Some important changes are happening, which means you will need to start paying for the amount of Generative AI you use with GitHub Copilot. This will finally make the end-user think about the monetary cost of executing a request with a Large Language Model, so they realize this stuff is not running for free. In that sense we have been spoiled, so it is time to take up some ownership here for the end-users. This post will give you an overview of what you need to expect and how you can protect yourself from overspending.

What is Premium Requests for GitHub Copilot ?

Tomorrow the 18th is the date GitHub Copilot Premium Requests will be enforced (see the docs here).

Screenshot of the different multipliers per model

This post gives you an overview to know what you need to expect. Copilot Premium Requests are any request that is made to any model that is not the default (currently GPT-4o and GPT-4.1). Some features against a model will cost 1 Premium Request, some will cost more then 1 Premium Request (using GPT-4.5 will be x50!) and some are less expensive (Gemini 2.0 Flash is the cheapest at 0.25x).
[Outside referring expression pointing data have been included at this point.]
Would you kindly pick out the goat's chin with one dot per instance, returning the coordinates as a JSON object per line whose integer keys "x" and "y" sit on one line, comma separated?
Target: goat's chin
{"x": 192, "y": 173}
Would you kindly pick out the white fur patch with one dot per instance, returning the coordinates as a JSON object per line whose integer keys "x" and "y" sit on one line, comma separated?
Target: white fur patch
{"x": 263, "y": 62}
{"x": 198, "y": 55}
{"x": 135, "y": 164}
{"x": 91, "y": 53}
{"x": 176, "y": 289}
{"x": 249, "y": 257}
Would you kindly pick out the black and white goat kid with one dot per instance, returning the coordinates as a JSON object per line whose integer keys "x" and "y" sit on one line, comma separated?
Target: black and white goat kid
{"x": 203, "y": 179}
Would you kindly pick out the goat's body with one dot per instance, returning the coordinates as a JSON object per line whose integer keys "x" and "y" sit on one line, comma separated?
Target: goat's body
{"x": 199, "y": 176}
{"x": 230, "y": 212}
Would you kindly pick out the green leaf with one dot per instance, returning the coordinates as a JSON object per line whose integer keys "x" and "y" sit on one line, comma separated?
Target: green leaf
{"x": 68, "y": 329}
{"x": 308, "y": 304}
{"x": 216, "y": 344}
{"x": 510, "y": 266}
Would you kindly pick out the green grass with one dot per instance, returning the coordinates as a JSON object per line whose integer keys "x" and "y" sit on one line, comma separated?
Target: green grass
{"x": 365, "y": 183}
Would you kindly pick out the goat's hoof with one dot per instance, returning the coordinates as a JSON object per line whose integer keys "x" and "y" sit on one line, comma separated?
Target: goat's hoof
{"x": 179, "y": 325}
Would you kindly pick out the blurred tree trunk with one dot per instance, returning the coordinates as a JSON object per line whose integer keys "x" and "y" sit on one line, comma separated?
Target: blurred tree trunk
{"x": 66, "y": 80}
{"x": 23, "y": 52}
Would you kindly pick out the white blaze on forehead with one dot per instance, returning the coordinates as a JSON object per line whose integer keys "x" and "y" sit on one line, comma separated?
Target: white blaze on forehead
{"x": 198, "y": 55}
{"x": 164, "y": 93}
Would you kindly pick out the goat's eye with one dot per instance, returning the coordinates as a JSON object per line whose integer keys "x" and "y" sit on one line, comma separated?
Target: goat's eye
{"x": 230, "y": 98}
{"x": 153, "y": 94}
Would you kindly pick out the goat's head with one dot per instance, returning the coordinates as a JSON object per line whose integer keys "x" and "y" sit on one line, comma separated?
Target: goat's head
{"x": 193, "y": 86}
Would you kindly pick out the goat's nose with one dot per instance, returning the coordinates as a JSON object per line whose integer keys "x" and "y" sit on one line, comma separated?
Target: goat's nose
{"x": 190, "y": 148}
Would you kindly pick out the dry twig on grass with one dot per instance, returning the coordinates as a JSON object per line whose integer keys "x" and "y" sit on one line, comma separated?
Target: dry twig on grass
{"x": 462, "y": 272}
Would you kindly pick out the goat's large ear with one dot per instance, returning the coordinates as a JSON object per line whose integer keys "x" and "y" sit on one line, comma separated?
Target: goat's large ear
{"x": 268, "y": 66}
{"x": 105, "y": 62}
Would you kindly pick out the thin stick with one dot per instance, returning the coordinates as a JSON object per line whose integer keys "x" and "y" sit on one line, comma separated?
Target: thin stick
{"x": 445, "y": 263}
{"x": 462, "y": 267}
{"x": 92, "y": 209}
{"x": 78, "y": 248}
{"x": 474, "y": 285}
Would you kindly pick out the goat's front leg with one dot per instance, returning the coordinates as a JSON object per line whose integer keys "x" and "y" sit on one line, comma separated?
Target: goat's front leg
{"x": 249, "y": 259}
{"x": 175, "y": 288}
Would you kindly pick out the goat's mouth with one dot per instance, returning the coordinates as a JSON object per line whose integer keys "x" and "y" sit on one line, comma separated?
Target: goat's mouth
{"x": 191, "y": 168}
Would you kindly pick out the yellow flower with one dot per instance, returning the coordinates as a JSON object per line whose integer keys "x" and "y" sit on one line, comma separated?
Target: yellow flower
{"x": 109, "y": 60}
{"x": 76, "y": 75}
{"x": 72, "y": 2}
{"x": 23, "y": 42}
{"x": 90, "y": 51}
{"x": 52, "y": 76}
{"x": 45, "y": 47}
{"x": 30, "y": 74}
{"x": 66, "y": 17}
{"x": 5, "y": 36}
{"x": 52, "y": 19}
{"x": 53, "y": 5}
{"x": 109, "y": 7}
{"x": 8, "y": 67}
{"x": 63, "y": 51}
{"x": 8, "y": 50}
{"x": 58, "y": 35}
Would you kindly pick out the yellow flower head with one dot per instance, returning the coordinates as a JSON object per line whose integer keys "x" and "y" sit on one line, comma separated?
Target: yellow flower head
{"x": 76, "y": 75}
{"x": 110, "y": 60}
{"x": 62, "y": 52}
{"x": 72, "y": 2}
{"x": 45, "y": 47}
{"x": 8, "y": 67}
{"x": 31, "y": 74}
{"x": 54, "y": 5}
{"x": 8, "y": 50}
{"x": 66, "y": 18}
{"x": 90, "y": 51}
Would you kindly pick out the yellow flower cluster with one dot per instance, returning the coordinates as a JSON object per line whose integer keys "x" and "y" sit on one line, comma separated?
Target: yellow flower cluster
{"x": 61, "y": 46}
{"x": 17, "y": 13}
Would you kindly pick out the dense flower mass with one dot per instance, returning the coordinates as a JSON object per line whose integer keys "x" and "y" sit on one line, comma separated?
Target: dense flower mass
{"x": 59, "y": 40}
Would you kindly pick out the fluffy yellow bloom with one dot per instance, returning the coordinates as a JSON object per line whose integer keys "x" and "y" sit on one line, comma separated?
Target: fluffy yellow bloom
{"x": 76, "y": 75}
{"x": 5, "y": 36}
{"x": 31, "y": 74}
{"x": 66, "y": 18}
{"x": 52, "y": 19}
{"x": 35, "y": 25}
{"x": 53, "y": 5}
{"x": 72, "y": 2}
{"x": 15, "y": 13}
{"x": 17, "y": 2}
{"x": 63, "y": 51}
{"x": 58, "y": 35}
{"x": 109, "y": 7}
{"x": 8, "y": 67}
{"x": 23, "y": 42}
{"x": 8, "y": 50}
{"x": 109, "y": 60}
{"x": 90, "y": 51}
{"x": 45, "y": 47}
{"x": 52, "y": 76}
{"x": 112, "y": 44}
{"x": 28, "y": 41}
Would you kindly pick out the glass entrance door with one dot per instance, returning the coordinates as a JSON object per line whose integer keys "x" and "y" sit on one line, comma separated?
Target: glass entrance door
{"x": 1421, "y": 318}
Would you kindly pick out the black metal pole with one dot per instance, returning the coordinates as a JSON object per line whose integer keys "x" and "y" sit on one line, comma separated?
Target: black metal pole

I previously recorded a video on Premium Requests as well, find it here if you prefer to learn things that way:

What is a premium request

Here is an overview of the main features that will consume a premium request:

Chatting with a non default model: 1 premium request per ‘turn’ (every question and answer is a turn)
Every step in the Coding Agent: 1 premium request. The agent can decide to make multiple steps, and will thus consume a premium request for each step. Note: I hope that the agent will also come with a “max requests” setting, so that you can limit the amount of requests it can make in a single conversation and prevent it from overspending.
Requesting a Code Review in a Pull Request: 1 premium request
Agent Mode in an editor: 1 premium request per user initiated request
Copilot Coding Agent: can use multiple premium requests where it sees fit
From the docs here, Copilot Spaces and Extensions also consume premium requests, but it is not clear how many requests they consume or for what. I can imagine that a Chat Turn against a Copilot Space will consume a premium request each time, and same for Copilot Extensions. For the latter it is also not clear if that is for both local extensions (like the @Azure extension that runs locally inside of VS Code), or also for the remote extensions that are installed as GitHub Apps in your organization.

Free plan

If you are on a Free plan, even the base model will consume a premium request if you are using the Chat feature.

Paid plans

If you are on a paid plan, then you will get a certain amount of premium requests per month. If you go over this amount, you will be charged for the extra requests at $0.04 per premium request. If that request is against a 50x model, then you will be charged $2.00 for that single request! To view the full overview of the different multipliers, see the documentation.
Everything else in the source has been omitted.